Sunday, May 13, 2012

How Does the Indian Stock Market Work?

For a new investor, the stock market can make them feel a lot like legalized gambling market but reality is different as it is driven by supply and demand chain where buying and selling of stocks happen. The supply is determined by the availability of number of stocks for sale and the demand indicates the reverse of it i.e., number of shares that investors want to buy from the seller. It's important here to note that if anyone bought / purchased a share, then it implies that someone was ready to sell that share  on the other end and vice versa. The demand for stock can change due to the mindset of the investors driven by following factors:  Economic fundamentals, Income / Wealth / Taste of consumers, Fear of defense failure, or Company earnings etc.,.

How Does the Indian Stock Market Work? Examples
How Does the Indian Stock Market Work?
A Little more information & definitions related to stock market has been discussed in separate posts like:


In continuation to understanding of basic definitions related to stock market, you should also know why a company would want to share its assets and earnings with the general public? The answer is simple because the company needs some money to smoothly operate its business. Companies have two ways to tackle this issue either through borrowing money from bankers / lenders (known as debt financing) or selling share of its stock (also known as equity financing). The second option is better for company as it has no interest amount in return to pay & risk is distributed between the investors also.

In general, the main players in the stock market are all of the individual stock exchanges in the country. India's major stock exchanges are
    1)         the Bombay Stock Exchange, or BSE, which has SENSEX as its stock index and
    2)         the National Stock Exchange of India, or NSE, which has S&P CNX Nifty as main stock index
As a developing country, India's stock exchanges follow fairly closer to other emerging Asian stock markets.

Let's use an example to explain one of the many ways how the stock market works in real-time to have a better idea.
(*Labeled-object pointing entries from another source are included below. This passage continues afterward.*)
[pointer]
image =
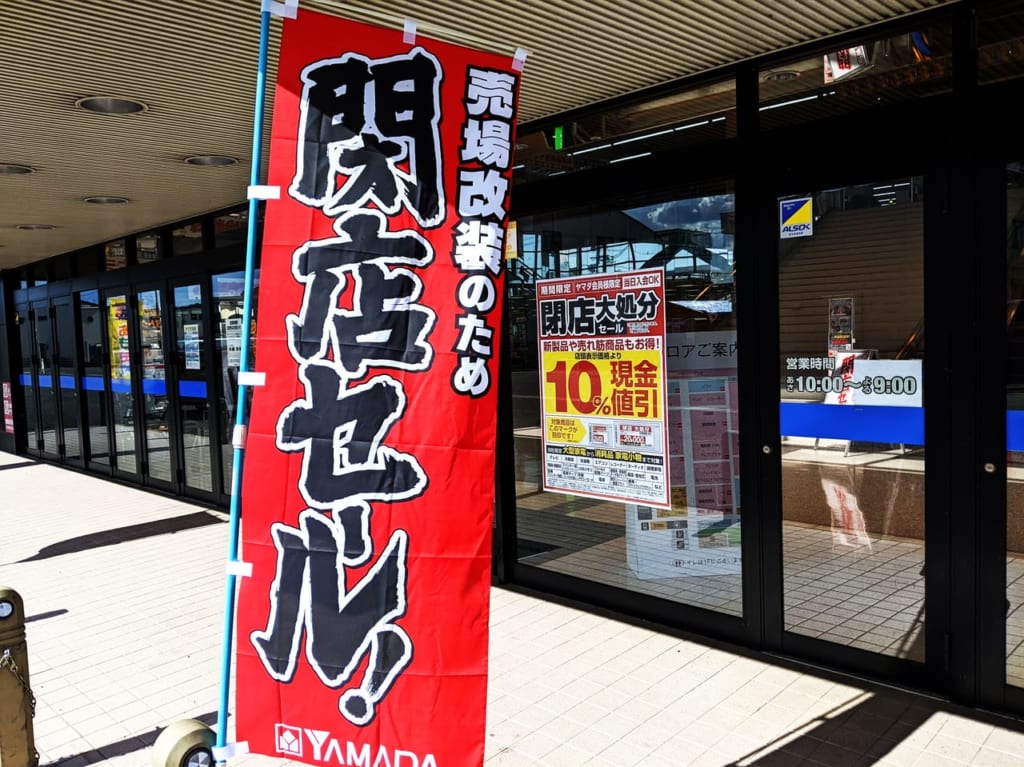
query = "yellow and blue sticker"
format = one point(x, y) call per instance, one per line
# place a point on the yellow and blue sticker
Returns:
point(796, 217)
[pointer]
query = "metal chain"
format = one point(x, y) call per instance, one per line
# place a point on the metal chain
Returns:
point(8, 661)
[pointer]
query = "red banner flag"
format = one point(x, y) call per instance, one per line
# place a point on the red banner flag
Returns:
point(368, 493)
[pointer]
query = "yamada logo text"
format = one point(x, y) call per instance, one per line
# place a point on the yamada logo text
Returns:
point(321, 746)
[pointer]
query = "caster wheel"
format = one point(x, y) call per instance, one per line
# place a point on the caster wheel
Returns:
point(187, 742)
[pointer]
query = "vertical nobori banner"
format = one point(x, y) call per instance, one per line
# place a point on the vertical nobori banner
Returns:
point(368, 494)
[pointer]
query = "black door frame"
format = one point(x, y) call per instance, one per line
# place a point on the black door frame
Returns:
point(207, 346)
point(126, 290)
point(948, 668)
point(44, 306)
point(68, 348)
point(173, 484)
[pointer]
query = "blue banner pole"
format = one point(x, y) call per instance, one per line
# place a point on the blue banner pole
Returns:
point(240, 416)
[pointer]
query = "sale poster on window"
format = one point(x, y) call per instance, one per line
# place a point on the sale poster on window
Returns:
point(700, 535)
point(602, 378)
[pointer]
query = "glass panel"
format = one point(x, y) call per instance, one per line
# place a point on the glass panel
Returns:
point(116, 255)
point(194, 406)
point(851, 325)
point(187, 239)
point(230, 228)
point(1015, 424)
point(66, 380)
point(158, 445)
point(147, 248)
point(695, 116)
point(47, 380)
point(871, 73)
point(228, 295)
point(93, 383)
point(121, 416)
point(691, 552)
point(28, 381)
point(1000, 40)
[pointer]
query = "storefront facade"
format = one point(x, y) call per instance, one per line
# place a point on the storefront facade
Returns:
point(815, 217)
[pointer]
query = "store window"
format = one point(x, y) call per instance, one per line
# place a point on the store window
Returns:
point(627, 468)
point(851, 323)
point(867, 73)
point(187, 238)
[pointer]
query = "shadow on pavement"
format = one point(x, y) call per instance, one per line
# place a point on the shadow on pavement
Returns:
point(19, 465)
point(863, 731)
point(127, 746)
point(128, 533)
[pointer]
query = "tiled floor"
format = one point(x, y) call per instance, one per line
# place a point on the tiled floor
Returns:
point(124, 594)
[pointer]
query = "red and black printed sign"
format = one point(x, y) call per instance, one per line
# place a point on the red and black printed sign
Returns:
point(368, 493)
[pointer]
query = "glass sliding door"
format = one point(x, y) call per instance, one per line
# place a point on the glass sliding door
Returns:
point(47, 380)
point(1015, 425)
point(94, 355)
point(28, 380)
point(851, 330)
point(66, 372)
point(123, 414)
point(193, 368)
point(228, 294)
point(155, 426)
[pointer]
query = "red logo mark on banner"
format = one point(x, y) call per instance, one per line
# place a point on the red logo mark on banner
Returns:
point(369, 475)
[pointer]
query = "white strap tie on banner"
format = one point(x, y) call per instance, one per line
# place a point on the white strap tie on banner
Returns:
point(252, 378)
point(223, 753)
point(238, 567)
point(262, 192)
point(283, 8)
point(409, 32)
point(519, 59)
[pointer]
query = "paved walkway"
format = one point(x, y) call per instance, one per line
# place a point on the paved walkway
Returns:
point(124, 593)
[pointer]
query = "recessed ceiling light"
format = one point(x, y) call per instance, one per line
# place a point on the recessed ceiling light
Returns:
point(111, 104)
point(211, 160)
point(102, 200)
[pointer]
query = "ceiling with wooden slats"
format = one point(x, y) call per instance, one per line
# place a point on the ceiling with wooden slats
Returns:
point(194, 62)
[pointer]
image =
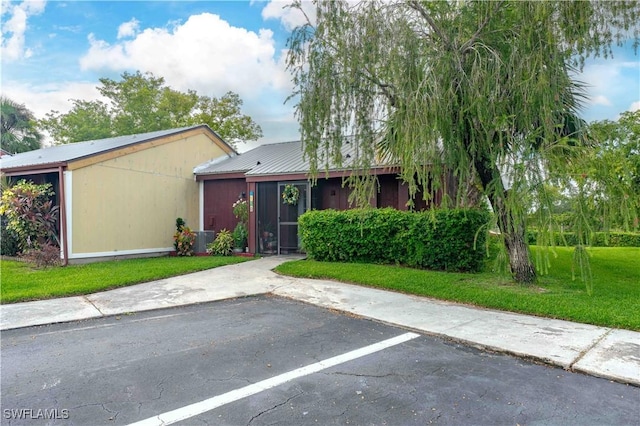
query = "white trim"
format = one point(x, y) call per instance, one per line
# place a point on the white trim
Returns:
point(198, 408)
point(201, 206)
point(119, 253)
point(68, 205)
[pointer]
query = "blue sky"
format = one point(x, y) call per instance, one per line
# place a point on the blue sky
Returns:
point(53, 51)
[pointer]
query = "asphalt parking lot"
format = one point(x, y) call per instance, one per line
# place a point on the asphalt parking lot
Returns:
point(269, 360)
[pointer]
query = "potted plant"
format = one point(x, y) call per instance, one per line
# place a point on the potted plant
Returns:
point(240, 236)
point(290, 195)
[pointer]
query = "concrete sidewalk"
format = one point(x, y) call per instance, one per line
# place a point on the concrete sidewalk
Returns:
point(599, 351)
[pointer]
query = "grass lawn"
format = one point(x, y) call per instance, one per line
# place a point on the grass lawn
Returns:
point(20, 282)
point(615, 301)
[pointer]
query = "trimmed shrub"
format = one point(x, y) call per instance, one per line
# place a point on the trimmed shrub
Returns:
point(8, 239)
point(450, 240)
point(45, 256)
point(183, 239)
point(222, 245)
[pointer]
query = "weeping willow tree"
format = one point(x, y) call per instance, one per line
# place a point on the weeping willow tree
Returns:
point(485, 90)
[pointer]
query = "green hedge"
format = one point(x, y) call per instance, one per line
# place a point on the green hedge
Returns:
point(439, 240)
point(598, 239)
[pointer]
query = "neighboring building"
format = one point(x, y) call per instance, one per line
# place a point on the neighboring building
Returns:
point(121, 196)
point(260, 176)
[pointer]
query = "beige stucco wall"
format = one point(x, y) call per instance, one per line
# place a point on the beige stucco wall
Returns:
point(131, 202)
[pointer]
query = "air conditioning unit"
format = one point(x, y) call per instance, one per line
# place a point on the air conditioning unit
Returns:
point(202, 239)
Every transaction in the stock exchange is carried out through licensed & authorized members by SEBI called Stock Brokers.
You must open an account with any of the authorized stock brokers from SEBI by sending a cheque or transferring money through online money transfer facility for Rs.10,000.  
The amount is automatically deposited into your registered trading account. Now you can log onto that broker's trading platform with the username & password provided by them and place an buy order for 100 shares of Company XYZ's stock, which is currently trading at Rs.10 in NSE. Broker uses it's network to tell the NSE that there is a demand for 100 shares of Company A's stock. 
The NSE searches in its network for someone who is ready & willing to sell his 100 shares of Company A and instantly both the trades of buying and selling of stocks between you & seller are executed. The trade information is sent to a clearinghouse where the information is processed and the shares will now be registered to you. 
Basically, the clearinghouse will designate 100 shares of Company A to Broker and they will designate those 100 shares as yours.

To have a simplified explanation, it is a marketplace where the exchange of stocks between the buyer & seller of a stock takes place. If the price of your stock goes up then you win! If it drops, then you lose!. So now you might have understood clearly how the stock market works.